Gregg underscores that the mode of remission attainment is secondary; the primary aim is liberation from reliance on all type 2 diabetes medications.

“[Look AHEAD is] the first intervention study to associate remission with reduction of diabetes-related complications, and this is encouraging news for those who can achieve remission from type 2 diabetes.”

And remission is still important even if it’s only temporary, he said, “Our findings suggest any success with remission is associated with later health benefits.”

Can Ozempic and Mounjaro Help Achieve Remission?

Gregg cautiously addresses the question of whether newer GLP-1 agonist drugs like semaglutide (Ozempic) or tirzepatide (Mounjaro) should be factored into considerations of remission.
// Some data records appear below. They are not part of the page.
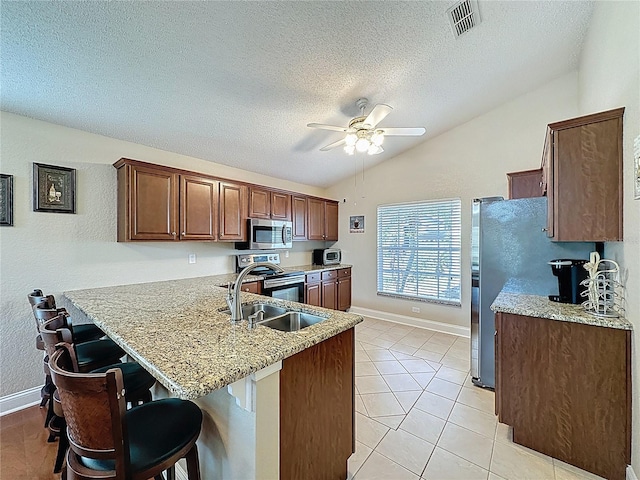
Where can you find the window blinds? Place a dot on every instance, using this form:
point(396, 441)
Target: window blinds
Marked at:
point(419, 251)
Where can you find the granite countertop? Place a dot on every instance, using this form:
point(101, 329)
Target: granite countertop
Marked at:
point(176, 330)
point(510, 300)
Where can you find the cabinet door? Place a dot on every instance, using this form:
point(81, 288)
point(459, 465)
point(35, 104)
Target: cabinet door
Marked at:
point(315, 219)
point(233, 211)
point(331, 221)
point(344, 293)
point(280, 206)
point(313, 294)
point(330, 294)
point(299, 218)
point(153, 198)
point(198, 208)
point(259, 203)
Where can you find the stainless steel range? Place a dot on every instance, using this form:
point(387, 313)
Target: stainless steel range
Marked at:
point(285, 286)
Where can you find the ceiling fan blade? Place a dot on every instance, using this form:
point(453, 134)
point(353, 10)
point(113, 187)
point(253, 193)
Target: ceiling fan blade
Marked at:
point(327, 127)
point(377, 115)
point(333, 145)
point(413, 132)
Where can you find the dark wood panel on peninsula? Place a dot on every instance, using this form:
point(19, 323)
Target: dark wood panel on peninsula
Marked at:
point(317, 422)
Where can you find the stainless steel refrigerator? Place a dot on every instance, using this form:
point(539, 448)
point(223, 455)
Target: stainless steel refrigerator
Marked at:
point(508, 241)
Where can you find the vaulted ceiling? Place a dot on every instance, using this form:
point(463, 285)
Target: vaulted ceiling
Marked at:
point(237, 82)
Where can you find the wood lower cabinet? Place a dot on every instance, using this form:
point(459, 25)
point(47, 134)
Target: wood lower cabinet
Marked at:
point(525, 184)
point(329, 289)
point(566, 390)
point(317, 431)
point(322, 219)
point(233, 212)
point(582, 164)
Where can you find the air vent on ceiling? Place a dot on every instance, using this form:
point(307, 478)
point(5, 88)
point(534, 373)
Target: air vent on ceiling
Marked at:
point(463, 16)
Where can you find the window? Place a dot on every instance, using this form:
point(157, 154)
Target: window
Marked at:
point(419, 251)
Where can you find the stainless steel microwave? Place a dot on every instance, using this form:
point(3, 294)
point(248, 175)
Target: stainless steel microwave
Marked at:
point(327, 256)
point(267, 234)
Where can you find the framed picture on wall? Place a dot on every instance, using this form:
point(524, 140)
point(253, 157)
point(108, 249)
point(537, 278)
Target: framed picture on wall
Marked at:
point(54, 189)
point(6, 200)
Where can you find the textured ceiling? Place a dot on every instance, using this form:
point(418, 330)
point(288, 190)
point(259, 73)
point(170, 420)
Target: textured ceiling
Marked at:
point(237, 82)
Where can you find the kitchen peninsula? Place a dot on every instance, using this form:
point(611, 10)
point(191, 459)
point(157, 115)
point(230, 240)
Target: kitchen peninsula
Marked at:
point(282, 387)
point(563, 381)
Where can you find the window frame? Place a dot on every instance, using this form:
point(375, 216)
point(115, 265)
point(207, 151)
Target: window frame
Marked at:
point(430, 246)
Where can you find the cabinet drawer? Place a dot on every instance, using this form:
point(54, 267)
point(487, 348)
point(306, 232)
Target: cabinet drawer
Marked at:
point(344, 272)
point(329, 275)
point(313, 277)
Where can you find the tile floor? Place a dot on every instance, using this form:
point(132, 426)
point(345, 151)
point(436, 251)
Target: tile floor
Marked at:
point(419, 417)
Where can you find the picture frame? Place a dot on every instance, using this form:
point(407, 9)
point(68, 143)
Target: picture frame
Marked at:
point(356, 224)
point(54, 188)
point(6, 200)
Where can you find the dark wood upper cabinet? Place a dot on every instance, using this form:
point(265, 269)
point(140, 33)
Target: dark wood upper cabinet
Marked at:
point(331, 221)
point(264, 203)
point(299, 217)
point(198, 208)
point(158, 203)
point(280, 206)
point(582, 164)
point(147, 203)
point(233, 205)
point(322, 219)
point(525, 184)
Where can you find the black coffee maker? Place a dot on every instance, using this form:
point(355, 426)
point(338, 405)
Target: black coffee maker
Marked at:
point(570, 274)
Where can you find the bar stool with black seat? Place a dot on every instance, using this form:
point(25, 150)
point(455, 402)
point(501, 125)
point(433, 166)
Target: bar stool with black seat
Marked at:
point(44, 308)
point(109, 442)
point(137, 389)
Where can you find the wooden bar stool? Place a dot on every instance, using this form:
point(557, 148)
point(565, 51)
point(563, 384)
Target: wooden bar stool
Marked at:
point(109, 442)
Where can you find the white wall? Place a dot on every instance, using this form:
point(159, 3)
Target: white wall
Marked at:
point(609, 77)
point(57, 252)
point(468, 161)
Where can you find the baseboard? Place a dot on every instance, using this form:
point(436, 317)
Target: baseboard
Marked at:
point(181, 473)
point(414, 322)
point(20, 400)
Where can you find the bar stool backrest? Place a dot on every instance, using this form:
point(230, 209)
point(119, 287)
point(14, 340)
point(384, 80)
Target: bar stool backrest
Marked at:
point(94, 406)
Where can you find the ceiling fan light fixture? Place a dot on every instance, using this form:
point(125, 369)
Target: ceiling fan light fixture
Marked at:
point(377, 138)
point(351, 139)
point(362, 145)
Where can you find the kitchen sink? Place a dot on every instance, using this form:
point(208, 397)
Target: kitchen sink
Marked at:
point(269, 310)
point(292, 321)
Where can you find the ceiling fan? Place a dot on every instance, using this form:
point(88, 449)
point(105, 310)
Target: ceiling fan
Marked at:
point(363, 134)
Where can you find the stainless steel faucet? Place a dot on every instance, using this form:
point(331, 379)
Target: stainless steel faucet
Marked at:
point(233, 294)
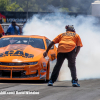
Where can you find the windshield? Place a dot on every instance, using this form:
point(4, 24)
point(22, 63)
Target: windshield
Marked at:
point(34, 42)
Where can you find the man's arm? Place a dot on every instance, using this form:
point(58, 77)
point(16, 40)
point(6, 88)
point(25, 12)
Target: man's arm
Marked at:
point(50, 45)
point(77, 50)
point(8, 31)
point(20, 29)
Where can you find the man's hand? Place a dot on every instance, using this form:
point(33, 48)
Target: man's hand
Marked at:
point(45, 54)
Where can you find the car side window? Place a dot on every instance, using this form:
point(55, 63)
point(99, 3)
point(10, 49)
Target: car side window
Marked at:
point(48, 42)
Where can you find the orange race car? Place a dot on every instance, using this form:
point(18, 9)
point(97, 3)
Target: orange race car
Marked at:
point(21, 58)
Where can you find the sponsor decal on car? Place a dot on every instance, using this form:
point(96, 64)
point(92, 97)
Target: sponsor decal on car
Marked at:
point(1, 68)
point(42, 76)
point(42, 70)
point(16, 53)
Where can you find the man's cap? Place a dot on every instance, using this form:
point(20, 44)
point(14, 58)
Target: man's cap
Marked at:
point(70, 27)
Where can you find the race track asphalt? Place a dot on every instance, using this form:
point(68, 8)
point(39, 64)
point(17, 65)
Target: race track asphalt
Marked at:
point(62, 90)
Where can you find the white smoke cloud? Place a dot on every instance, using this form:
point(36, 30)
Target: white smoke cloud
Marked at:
point(87, 62)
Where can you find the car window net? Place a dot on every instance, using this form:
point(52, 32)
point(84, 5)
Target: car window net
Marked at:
point(34, 42)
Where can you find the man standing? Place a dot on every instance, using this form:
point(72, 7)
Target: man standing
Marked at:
point(1, 30)
point(14, 29)
point(69, 46)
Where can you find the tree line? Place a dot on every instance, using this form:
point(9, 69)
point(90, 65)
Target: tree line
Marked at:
point(46, 5)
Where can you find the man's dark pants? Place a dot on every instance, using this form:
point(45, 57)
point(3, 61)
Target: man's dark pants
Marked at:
point(71, 64)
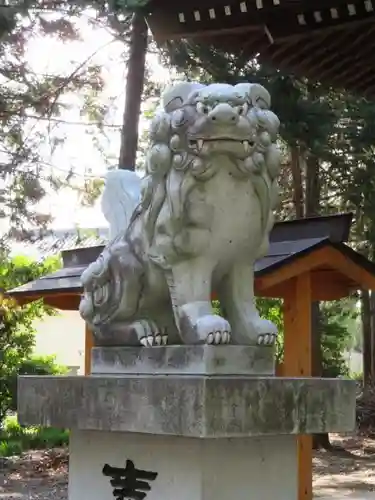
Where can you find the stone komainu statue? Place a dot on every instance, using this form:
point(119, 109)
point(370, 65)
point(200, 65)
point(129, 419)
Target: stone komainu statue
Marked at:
point(196, 224)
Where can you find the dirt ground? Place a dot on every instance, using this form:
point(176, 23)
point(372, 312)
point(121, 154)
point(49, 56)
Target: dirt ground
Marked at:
point(350, 475)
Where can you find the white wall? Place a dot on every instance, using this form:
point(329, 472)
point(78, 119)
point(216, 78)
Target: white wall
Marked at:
point(64, 336)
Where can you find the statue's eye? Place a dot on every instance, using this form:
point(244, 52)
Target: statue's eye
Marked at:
point(243, 109)
point(203, 108)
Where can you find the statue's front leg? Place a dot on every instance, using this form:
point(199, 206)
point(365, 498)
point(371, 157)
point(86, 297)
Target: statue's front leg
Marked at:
point(190, 289)
point(238, 303)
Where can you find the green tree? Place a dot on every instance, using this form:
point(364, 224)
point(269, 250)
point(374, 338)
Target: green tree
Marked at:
point(17, 334)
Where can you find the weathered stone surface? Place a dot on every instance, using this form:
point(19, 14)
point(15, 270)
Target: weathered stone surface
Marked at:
point(187, 360)
point(255, 468)
point(196, 224)
point(189, 406)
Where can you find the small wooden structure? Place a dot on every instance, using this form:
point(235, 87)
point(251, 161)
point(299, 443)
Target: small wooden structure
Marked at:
point(308, 261)
point(331, 41)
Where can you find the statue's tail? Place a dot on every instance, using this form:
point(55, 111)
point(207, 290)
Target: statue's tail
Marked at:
point(121, 195)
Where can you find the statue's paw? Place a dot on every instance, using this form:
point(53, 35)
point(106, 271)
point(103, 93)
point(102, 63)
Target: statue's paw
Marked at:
point(266, 339)
point(267, 332)
point(213, 329)
point(149, 334)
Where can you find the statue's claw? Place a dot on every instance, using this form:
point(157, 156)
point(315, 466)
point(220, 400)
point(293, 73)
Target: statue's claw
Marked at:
point(213, 329)
point(149, 334)
point(267, 339)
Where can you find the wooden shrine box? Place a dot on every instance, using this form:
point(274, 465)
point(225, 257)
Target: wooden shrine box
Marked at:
point(308, 261)
point(331, 41)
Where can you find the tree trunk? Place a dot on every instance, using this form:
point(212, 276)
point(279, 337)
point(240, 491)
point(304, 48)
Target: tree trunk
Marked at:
point(366, 332)
point(134, 90)
point(312, 208)
point(297, 181)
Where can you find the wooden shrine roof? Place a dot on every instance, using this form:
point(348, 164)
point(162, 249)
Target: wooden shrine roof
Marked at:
point(315, 244)
point(327, 40)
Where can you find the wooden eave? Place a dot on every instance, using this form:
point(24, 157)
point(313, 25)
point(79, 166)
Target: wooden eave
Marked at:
point(336, 272)
point(331, 41)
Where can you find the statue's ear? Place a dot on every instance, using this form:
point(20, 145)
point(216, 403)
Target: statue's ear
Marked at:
point(256, 94)
point(174, 96)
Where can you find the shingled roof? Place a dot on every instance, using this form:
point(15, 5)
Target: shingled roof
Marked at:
point(331, 41)
point(289, 241)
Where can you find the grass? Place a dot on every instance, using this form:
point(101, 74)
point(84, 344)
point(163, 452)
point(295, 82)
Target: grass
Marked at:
point(15, 439)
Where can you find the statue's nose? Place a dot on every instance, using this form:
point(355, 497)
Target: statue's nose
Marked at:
point(223, 114)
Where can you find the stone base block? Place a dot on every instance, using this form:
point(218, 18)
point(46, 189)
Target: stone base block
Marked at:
point(190, 406)
point(184, 360)
point(188, 469)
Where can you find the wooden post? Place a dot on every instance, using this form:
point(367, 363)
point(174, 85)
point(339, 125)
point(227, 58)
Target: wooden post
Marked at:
point(89, 343)
point(298, 363)
point(134, 90)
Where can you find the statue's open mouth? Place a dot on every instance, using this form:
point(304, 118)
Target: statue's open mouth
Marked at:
point(198, 144)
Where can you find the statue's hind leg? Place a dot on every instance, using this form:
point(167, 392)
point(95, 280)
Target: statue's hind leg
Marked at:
point(237, 299)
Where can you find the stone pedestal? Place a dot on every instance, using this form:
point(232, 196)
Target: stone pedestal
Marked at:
point(184, 413)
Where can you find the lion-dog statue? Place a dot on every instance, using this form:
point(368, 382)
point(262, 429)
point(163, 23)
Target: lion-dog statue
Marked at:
point(194, 225)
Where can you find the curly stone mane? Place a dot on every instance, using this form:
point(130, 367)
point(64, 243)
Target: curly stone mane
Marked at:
point(173, 171)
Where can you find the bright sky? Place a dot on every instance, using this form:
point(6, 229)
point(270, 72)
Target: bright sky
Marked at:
point(78, 151)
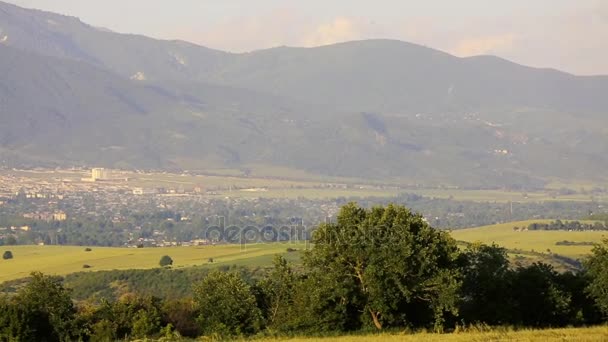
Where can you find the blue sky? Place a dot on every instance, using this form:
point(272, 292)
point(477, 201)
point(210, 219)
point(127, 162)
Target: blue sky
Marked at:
point(570, 35)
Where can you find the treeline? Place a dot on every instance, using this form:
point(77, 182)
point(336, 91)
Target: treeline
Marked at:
point(372, 269)
point(569, 226)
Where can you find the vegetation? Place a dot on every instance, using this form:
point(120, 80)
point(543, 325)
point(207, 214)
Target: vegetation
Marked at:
point(569, 226)
point(63, 260)
point(165, 260)
point(378, 269)
point(521, 241)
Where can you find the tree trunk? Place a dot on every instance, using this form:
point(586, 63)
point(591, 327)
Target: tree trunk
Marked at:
point(375, 319)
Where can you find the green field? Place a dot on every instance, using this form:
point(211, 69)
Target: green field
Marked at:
point(532, 241)
point(61, 260)
point(571, 334)
point(285, 183)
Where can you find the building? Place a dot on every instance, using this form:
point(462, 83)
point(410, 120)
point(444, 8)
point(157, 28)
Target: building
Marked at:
point(60, 216)
point(99, 174)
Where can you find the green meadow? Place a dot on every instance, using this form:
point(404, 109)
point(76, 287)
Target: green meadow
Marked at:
point(62, 260)
point(498, 334)
point(541, 241)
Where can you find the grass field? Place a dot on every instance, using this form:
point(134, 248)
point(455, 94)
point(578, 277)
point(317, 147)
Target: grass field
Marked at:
point(61, 260)
point(571, 334)
point(285, 183)
point(537, 241)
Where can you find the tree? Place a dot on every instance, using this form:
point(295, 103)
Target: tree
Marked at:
point(276, 295)
point(597, 270)
point(539, 299)
point(166, 261)
point(226, 305)
point(485, 272)
point(45, 296)
point(384, 266)
point(11, 240)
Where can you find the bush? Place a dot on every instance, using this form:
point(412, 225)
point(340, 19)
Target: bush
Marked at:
point(226, 305)
point(166, 261)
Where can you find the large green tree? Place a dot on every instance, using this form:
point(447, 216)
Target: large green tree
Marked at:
point(383, 266)
point(486, 278)
point(597, 270)
point(45, 297)
point(226, 305)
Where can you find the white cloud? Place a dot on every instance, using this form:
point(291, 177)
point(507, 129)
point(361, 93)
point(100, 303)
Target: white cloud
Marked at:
point(484, 45)
point(341, 29)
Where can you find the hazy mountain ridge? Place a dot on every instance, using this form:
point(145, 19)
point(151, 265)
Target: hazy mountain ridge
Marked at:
point(381, 108)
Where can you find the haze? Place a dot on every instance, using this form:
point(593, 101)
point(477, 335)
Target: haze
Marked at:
point(561, 34)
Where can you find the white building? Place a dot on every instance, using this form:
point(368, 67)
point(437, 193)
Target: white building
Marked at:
point(99, 174)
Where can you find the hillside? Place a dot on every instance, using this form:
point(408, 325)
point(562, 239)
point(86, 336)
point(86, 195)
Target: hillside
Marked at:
point(74, 94)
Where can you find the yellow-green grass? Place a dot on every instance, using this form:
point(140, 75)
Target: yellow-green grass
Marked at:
point(285, 183)
point(503, 196)
point(538, 241)
point(61, 260)
point(567, 334)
These medications, initially approved for type 2 diabetes to lower blood sugar levels, offer significant benefits akin to lifestyle interventions studied in trials such as Look AHEAD.

GLP-1 agonists have demonstrated remarkable outcomes, including substantial weight loss ranging from 15 to 20 percent of body weight, a result comparable to that achieved by bariatric surgery. Moreover, research indicates they provide protective effects on the heart and kidneys, as reported by Diabetes Daily.

Gregg explains that from a technical standpoint, utilizing a GLP-1 agonist wouldn’t meet the criteria for achieving what is commonly referred to as type 2 diabetes remission. This term typically denotes the cessation of all blood sugar-lowering medications.

And although people can now take GLP-1 agonists for obesity only, even if they don’t have diabetes, he said, “I guess it’s a judgment call. Whether you call a GLP-1 agonist a diabetes medication or not.” But had GLP-1 agonists been available when Look AHEAD had been conducted and a patient was taking one, “we would not have called that remission,” he also added.